Kasten and Gregory said they have not experienced anti-Semitism but they know friends, family members and fellow students who have, including Kasten’s younger brother.
“It touched my heart to have my little brother affected by it,” he said.
They attended the Nov. 1 training session at Congregation Shirat Hayam in Marblehead with a dozen other students. The session was the third sponsored by Campus Anti-Semitism Task Force of the North Shore.
“To hear people only a couple of years older than me speak about this really hit home,” Gregory said.
Shirat Hayam’s Rabbi Michael Ragozin said the task force grew out of concerns he shared about anti-Semitism on college campuses. Held six days after a gunman shot to death 11 people worshipping at a synagogue in Pittsburgh, the training zeroed in on immediate responses to anti-Semitism.
In response to the swastika drawn on the whiteboard, students learned to reach out to Hillel, a Jewish organization active on many campuses, and draw in friends and fellow students to make other students and faculty aware of an anti-Semitic act.
Awareness of an anti-Semitic incident, said Ragozin, must translate quickly into educating people about anti-Semitism and launching efforts to eliminate it. Gregory said the work starts with pointing out how and why seemingly casual remarks or jokes are offensive and rooted in hatred.
Kasten said the Prep’s Jewish Student Union brought anti-Semitism into focus when Union members invited Ragozin to speak.
“It really opened people’s eyes,” he said.
Ragozin said confronting anti-Semitic remarks and turning them into educational opportunities is the way to thwart anti-Semitism before it can grow into firmly-held beliefs fueled by white supremacist hate speech and anti-Israel perspectives.

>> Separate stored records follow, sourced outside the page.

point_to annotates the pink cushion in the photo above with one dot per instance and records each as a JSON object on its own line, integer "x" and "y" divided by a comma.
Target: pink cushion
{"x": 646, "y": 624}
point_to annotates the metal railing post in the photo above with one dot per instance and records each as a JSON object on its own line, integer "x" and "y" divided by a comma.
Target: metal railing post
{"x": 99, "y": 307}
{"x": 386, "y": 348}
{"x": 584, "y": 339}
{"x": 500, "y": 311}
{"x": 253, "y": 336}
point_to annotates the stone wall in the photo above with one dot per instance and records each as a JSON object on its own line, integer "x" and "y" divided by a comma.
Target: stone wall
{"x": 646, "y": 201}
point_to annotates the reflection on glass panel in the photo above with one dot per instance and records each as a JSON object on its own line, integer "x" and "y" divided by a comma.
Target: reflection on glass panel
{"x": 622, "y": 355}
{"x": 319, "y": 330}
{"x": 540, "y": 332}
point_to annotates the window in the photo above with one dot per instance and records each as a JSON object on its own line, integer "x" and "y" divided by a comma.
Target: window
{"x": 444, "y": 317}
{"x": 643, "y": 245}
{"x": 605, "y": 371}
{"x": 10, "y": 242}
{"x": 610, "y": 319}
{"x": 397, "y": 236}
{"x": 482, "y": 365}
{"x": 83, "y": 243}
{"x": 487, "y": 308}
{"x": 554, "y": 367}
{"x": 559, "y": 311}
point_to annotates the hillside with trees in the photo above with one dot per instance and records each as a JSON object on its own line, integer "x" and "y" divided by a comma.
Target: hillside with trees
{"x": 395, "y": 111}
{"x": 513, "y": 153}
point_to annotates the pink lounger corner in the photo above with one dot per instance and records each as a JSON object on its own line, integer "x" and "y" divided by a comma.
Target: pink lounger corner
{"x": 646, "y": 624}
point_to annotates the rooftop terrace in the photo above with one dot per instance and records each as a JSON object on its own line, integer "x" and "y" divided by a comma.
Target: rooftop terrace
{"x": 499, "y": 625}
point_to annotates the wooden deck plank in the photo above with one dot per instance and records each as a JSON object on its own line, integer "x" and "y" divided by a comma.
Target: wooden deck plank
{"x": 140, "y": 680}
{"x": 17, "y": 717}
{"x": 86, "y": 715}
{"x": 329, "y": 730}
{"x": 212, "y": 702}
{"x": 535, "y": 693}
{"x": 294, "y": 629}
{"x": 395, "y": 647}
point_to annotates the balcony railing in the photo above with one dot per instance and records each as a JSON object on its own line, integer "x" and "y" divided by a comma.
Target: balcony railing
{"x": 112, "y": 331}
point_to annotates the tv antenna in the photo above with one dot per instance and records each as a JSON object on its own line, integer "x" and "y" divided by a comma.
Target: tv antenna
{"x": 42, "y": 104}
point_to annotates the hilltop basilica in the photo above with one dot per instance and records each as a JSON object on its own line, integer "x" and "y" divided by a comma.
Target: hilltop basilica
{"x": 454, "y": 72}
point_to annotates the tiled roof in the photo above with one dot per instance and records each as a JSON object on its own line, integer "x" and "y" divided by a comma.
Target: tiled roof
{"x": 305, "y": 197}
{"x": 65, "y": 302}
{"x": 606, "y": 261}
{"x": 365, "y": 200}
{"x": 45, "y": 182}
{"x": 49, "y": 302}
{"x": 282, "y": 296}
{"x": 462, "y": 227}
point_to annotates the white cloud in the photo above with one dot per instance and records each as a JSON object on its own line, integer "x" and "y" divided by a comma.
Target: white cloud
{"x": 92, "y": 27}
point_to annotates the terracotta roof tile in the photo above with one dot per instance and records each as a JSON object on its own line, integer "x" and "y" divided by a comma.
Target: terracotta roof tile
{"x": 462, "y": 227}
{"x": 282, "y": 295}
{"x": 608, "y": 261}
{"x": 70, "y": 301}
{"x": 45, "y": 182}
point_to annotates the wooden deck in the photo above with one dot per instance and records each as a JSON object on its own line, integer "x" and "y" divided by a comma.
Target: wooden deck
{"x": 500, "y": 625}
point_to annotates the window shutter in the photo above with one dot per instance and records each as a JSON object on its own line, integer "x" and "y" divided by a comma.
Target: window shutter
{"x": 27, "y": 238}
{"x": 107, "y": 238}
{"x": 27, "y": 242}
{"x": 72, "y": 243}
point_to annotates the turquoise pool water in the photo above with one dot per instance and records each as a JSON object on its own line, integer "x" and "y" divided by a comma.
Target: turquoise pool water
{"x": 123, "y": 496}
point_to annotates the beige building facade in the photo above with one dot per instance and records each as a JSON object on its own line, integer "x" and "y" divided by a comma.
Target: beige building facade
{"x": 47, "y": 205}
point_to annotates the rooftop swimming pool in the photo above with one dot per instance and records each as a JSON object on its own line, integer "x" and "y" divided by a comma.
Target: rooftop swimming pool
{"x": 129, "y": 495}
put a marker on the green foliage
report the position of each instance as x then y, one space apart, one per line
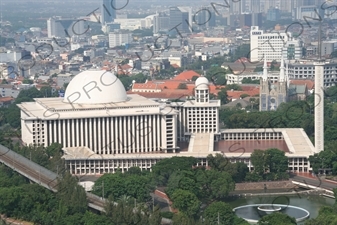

“While a lot of Jewish students are not targeted, those who experience or witness anti-Semitism at college tend to not say anything and don’t know how to respond or whether to even report an incident, leaving them feeling more isolated and vulnerable,” Rabbi Ragozin said. “Unfortunately, we need to better prepare them — that it can happen even at campuses with a strong Jewish population like NYU and UCLA.”